La tradizionale Fiera agricola del 1° maggio a Oleggio è stata l’occasione per la raccolta di firme, promossa da Coldiretti Novara Vco, per «far sapere alla Commissione Europea che è sempre più necessaria l’etichettatura d’origine dei prodotti e far cambiare rotta all’Europa».

Afferma Sara Baudo, nella foto, presidente dell’associazione: «Anche la Fao ha sostenuto la necessità di indicare in etichetta l’origine degli alimenti, siamo ancor più determinati nel dire #stopcibofalso attraverso la raccolta di firme che prosegue con un consenso sempre più corale» il riferimento è alla diffusione della ricerca Fao/Bers che riconosce a livello internazionale il valore economico, sociale e reputazionale dei prodotti alimentari registrati con un’etichetta d’indicazione geografica.
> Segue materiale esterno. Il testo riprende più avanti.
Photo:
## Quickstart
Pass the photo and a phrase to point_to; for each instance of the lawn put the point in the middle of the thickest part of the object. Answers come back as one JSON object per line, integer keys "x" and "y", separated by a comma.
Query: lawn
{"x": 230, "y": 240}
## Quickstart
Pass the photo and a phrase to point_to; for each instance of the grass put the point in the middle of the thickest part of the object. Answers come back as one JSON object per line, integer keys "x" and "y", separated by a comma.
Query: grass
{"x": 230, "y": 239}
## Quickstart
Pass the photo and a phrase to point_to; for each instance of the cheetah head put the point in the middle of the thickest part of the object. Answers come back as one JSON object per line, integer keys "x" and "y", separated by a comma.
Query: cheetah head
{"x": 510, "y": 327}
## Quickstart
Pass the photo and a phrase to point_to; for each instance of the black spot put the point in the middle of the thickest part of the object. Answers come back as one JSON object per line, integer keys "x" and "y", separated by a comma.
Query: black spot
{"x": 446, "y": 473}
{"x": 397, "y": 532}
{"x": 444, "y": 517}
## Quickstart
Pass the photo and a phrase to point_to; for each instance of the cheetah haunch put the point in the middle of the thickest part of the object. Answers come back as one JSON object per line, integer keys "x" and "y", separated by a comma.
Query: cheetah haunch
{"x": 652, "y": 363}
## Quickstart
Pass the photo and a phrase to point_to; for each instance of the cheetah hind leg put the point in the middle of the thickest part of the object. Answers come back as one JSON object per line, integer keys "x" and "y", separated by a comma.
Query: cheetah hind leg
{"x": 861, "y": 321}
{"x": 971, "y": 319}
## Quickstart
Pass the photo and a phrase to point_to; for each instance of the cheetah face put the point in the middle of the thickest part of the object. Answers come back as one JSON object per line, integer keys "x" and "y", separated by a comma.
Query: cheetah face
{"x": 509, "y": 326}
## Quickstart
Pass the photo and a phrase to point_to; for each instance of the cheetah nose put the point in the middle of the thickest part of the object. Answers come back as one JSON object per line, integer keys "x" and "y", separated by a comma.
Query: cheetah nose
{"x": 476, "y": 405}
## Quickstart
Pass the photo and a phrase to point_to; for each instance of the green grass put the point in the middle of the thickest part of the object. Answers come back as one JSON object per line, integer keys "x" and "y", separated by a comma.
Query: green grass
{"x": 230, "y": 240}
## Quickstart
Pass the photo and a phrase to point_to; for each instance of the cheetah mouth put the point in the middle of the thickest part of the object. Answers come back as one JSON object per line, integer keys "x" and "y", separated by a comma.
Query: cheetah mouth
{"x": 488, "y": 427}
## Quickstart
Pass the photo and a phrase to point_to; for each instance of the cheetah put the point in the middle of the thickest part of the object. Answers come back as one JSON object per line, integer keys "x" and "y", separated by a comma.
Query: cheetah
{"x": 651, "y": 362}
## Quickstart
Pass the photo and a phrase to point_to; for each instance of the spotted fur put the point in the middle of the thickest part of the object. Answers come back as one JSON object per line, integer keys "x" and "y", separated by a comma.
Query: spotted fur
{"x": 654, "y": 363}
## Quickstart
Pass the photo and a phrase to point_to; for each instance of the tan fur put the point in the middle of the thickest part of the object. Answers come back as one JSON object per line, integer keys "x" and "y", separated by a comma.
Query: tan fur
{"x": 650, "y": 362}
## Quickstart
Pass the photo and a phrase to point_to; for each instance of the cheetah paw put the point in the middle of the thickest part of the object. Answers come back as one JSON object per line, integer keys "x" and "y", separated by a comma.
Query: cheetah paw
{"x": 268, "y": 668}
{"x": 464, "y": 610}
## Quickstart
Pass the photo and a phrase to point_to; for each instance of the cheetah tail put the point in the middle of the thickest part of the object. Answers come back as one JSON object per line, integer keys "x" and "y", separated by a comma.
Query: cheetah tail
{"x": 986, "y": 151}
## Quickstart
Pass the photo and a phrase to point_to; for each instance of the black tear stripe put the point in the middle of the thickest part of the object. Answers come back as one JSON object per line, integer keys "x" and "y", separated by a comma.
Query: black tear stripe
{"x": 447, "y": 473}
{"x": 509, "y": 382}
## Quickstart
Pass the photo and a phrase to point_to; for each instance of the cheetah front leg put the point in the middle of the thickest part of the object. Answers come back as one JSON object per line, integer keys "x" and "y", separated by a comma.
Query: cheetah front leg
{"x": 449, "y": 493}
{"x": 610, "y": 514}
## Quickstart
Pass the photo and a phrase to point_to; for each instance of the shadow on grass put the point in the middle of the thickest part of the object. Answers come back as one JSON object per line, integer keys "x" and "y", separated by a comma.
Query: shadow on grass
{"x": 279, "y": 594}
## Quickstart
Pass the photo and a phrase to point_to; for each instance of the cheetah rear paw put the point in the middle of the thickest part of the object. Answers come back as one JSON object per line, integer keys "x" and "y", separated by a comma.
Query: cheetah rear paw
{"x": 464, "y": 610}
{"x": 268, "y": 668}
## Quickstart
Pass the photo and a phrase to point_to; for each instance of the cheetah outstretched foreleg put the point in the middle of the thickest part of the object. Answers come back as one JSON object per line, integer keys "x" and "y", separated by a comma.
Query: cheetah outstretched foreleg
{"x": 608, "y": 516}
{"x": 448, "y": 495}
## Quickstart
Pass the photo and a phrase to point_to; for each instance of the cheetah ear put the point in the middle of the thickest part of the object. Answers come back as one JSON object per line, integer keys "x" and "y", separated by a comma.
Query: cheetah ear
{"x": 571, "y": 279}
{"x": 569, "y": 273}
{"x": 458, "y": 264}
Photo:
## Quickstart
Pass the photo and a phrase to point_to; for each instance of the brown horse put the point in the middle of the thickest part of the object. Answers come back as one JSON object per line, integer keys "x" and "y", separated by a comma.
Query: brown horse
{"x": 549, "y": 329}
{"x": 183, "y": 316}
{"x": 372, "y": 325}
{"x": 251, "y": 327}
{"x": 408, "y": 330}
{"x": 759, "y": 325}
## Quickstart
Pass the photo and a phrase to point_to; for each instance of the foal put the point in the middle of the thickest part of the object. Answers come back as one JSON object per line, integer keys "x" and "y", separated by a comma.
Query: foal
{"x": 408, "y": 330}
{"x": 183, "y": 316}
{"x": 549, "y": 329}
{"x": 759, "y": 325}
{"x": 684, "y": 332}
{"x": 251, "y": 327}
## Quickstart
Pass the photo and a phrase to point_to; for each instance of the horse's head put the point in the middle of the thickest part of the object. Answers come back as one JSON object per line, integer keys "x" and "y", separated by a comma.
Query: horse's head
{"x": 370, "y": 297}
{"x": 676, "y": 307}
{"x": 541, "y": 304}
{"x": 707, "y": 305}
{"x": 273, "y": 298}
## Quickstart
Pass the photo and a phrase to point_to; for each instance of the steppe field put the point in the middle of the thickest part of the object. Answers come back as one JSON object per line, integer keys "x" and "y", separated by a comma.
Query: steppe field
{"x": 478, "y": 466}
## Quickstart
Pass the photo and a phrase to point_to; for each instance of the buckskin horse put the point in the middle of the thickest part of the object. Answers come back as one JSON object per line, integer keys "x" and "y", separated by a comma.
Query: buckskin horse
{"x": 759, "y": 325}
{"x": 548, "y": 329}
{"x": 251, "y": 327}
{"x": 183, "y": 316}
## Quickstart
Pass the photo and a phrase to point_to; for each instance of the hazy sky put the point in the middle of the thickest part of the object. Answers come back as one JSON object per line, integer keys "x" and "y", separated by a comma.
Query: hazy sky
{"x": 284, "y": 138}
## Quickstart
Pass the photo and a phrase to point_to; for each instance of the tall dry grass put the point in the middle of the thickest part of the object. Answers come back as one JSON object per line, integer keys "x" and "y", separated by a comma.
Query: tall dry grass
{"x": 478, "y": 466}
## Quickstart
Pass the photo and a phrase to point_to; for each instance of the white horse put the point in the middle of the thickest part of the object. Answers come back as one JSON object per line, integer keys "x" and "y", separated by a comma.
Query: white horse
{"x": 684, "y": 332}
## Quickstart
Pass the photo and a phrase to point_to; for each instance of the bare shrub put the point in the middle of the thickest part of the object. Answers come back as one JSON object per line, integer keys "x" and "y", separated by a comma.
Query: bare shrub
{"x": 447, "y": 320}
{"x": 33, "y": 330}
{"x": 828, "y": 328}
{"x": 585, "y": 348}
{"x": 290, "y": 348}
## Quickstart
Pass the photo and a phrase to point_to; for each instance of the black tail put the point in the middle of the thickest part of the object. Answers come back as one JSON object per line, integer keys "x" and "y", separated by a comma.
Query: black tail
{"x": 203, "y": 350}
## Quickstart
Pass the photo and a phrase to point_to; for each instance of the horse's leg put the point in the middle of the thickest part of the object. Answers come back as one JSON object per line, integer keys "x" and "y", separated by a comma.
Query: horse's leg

«I recenti accordi internazionali, dall’intesa con il Canada (Ceta) a quella siglata con il Giappone e Singapore, da quella con il Messico fino alla trattativa in corso con i Paesi del Sudamerica (Mercosur) – aggiunge – minano il patrimonio agroalimentare del nostro territorio, costituito da eccellenze riconosciute in tutto il mondo: dal riso, ai formaggi, al vino, ai salumi. Con la nostra raccolta di firme, alla quale ha aderito anche l’Unione Tutela Consumatori, chiediamo ai cittadini di aiutarci a difendere e proteggere quell’agricoltura che è, in realtà, patrimonio comune».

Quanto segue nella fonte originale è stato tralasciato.